For a number of years, Paul Harvey was one of the highest rated and most popular radio personalities in America – with over 1,200 stations broadcasting his segments three times a day. He would share a historical story which would leave the listener assuming a certain ending. Then after a commercial break, he would come back on and say “and now, the rest of the story.” The endings were surprising, comical or tragic, but always unexpected.
While reading Team of Rivals by Doris Kearns Goodwin, I felt that if Paul Harvey were alive today, he could find ample fodder in the back-stories which hovered around Lincoln’s life.
The theme is Lincoln’s ability to incorporate and use people who might have been smarter or more popular, those with greater resources and connections, both friends and enemies, to better his administration. In using others to accomplish his wishes, he revealed his true leadership genius. Former rivals began supporting him. He wasn’t afraid of good or bad advice and sought out guidance even from those he didn’t like.

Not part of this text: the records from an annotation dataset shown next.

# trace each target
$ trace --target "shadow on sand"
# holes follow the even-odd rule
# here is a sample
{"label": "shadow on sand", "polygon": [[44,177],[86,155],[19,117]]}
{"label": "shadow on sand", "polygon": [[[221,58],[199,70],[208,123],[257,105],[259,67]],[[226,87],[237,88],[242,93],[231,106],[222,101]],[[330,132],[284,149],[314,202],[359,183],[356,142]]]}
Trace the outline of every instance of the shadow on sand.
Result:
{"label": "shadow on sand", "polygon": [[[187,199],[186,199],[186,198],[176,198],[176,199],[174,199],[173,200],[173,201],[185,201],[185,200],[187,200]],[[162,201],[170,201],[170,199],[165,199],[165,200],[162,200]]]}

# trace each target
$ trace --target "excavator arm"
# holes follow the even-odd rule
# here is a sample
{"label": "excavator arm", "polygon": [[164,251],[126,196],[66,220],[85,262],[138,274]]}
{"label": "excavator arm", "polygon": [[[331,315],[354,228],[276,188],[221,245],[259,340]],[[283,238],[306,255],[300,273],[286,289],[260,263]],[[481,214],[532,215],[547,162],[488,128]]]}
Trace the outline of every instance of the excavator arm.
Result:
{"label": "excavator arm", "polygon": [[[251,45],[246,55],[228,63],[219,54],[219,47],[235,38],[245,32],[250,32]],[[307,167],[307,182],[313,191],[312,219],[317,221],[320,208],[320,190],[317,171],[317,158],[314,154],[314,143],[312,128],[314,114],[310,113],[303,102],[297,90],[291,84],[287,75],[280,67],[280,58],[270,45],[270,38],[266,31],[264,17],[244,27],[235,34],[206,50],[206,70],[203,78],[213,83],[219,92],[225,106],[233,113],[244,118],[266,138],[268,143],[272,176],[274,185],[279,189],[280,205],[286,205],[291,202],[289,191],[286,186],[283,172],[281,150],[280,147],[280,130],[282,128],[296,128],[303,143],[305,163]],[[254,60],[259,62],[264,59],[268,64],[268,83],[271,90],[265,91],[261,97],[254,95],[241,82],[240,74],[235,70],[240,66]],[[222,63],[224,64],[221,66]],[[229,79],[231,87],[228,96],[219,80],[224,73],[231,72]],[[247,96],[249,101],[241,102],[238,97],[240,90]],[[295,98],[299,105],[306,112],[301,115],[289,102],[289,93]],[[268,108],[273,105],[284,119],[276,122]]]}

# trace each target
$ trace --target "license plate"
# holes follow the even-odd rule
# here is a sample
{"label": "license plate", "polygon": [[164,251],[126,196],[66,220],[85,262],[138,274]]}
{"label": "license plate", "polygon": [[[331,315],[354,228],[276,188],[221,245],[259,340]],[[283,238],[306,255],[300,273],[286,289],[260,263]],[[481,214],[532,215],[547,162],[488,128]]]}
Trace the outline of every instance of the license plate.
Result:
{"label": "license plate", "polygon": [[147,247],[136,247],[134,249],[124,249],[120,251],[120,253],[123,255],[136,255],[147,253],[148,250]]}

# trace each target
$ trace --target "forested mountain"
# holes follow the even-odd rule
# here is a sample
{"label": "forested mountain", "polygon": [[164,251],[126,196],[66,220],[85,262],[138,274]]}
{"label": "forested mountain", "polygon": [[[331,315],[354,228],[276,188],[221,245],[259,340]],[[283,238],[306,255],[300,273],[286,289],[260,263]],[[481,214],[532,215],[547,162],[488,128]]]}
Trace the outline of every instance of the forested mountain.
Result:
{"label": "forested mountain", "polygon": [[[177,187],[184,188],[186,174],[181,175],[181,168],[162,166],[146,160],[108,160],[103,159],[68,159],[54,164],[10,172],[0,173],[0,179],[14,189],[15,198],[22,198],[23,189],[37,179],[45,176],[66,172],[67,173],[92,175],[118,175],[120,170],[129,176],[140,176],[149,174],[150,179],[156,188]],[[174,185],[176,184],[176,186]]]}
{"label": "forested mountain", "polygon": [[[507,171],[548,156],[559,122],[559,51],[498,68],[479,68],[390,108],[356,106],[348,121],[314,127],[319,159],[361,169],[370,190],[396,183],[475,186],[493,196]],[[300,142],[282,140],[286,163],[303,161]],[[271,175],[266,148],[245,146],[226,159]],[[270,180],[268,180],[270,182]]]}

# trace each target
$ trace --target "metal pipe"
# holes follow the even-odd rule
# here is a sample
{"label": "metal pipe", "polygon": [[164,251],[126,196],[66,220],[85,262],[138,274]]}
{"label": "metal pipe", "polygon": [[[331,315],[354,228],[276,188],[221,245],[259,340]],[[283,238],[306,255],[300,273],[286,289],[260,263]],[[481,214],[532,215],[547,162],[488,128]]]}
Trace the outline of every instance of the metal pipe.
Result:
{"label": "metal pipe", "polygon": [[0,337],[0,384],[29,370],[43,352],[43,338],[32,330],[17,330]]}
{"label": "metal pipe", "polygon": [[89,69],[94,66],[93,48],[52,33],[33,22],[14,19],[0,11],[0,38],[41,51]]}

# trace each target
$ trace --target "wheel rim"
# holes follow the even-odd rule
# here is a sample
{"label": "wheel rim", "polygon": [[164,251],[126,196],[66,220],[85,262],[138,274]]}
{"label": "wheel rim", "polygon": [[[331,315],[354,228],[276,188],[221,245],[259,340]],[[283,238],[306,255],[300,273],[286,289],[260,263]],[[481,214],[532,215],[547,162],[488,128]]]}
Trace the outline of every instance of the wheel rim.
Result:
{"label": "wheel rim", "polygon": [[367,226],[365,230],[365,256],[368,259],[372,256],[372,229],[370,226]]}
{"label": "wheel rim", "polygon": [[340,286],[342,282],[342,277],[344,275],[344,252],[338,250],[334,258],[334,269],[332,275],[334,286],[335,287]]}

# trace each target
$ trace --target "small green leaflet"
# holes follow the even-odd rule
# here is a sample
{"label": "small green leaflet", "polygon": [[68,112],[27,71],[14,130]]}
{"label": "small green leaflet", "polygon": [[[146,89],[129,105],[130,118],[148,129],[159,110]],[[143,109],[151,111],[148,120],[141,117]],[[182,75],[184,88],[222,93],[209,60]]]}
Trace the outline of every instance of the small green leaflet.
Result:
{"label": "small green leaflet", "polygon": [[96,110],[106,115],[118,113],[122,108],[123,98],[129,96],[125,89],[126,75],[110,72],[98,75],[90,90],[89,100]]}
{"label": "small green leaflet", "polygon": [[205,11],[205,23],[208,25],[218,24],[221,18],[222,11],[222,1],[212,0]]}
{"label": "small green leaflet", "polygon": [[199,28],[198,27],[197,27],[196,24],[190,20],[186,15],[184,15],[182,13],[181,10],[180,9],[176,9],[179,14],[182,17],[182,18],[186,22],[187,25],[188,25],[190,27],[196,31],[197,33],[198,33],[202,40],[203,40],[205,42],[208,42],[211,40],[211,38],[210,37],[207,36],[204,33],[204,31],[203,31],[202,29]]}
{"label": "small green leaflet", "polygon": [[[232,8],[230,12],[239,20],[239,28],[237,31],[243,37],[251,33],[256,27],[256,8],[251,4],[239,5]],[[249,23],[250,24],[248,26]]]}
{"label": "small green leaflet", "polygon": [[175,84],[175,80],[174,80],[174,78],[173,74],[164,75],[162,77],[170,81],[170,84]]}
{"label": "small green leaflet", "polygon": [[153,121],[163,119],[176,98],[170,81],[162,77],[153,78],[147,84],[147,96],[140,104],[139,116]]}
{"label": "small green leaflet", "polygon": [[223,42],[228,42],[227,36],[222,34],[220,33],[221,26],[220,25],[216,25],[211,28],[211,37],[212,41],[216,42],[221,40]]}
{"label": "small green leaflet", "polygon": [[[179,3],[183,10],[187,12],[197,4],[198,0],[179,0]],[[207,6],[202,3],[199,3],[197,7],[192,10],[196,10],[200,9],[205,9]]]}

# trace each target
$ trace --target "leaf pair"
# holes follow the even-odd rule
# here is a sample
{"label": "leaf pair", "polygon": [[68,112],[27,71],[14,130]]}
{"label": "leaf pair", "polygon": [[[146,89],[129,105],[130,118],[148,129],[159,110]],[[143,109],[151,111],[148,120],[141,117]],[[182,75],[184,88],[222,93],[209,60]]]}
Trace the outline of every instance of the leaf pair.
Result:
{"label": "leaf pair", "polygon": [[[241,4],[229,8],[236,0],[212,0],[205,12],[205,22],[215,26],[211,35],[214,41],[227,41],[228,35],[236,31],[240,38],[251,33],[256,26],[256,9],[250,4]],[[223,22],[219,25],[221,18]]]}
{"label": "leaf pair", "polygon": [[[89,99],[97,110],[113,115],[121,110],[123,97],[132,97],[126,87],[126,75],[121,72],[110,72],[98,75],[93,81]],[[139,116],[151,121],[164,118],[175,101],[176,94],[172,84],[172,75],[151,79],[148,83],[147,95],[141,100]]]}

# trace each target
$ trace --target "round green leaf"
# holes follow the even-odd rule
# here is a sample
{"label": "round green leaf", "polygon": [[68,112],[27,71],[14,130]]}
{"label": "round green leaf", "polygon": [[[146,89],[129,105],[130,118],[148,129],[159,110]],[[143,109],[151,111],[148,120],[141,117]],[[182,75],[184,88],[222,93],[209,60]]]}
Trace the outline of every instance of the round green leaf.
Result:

Family problems plagued Lincoln. Mary was not sane – at least some of the time – and racked up nearly a million dollars in today’s currency refurbishing the White House and he was ugly (he probably wouldn’t have been electable in today’s media driven world). But they were in love at one time and Mary had her good points such as forcing Lincoln to take a daily drive with the family– to clear his head.
Lincoln’s job was to hold a nation together in spite of vast differences. But the back-stories or the “rest of the story” is what I would have liked.
I want to understand Robert E Lee more. We praise him because of his loyalty – but loyalty toward a geographic location (Virginia) over the anti-slavery principles that he espoused? Is loyalty above the law? Do we obey the law until it conflicts with our loyalty to family or location etc.?
I was immediately drawn to the Rhode Island governor Sprague because of his diminutive height – the same as myself. He flourished and became a rich and powerful person but succumbed to drunkenness and a failed marriage – attempting to throw his wife from a balcony. What’s the “rest of the story” in his case?
Or, what would history look like if it was told from a women’s perspective, such as Julie Bates, with her 17 children and a life of pregnancy? Or the New York congressman who murdered the The Star Spangled Banner author’s son – Daniel Sickles – but became a favorite of Mary’s dinner parties.
Or the surprising friendship between teetotaler Lincoln and the hard drinking, smoking, cussing Episcopalian Seward, and that he actually used his time with his advisor for relaxation despite their differences.
As one who loves geography, I remember when St. Louis ceased to be a travel hub for the now defunct TWA and later American Airlines. Both airlines have since pulled out, leaving the city that Bates described as becoming the “ruling city of the continent” (67), a secondary city with little importance. What factors contributed to its decline?
I wish Paul Harvey were still alive. Perhaps he could acknowledge the importance of Lincoln’s leadership and his military intelligence but then share some of the backstories and “rest of the stories” that permeated his presidency.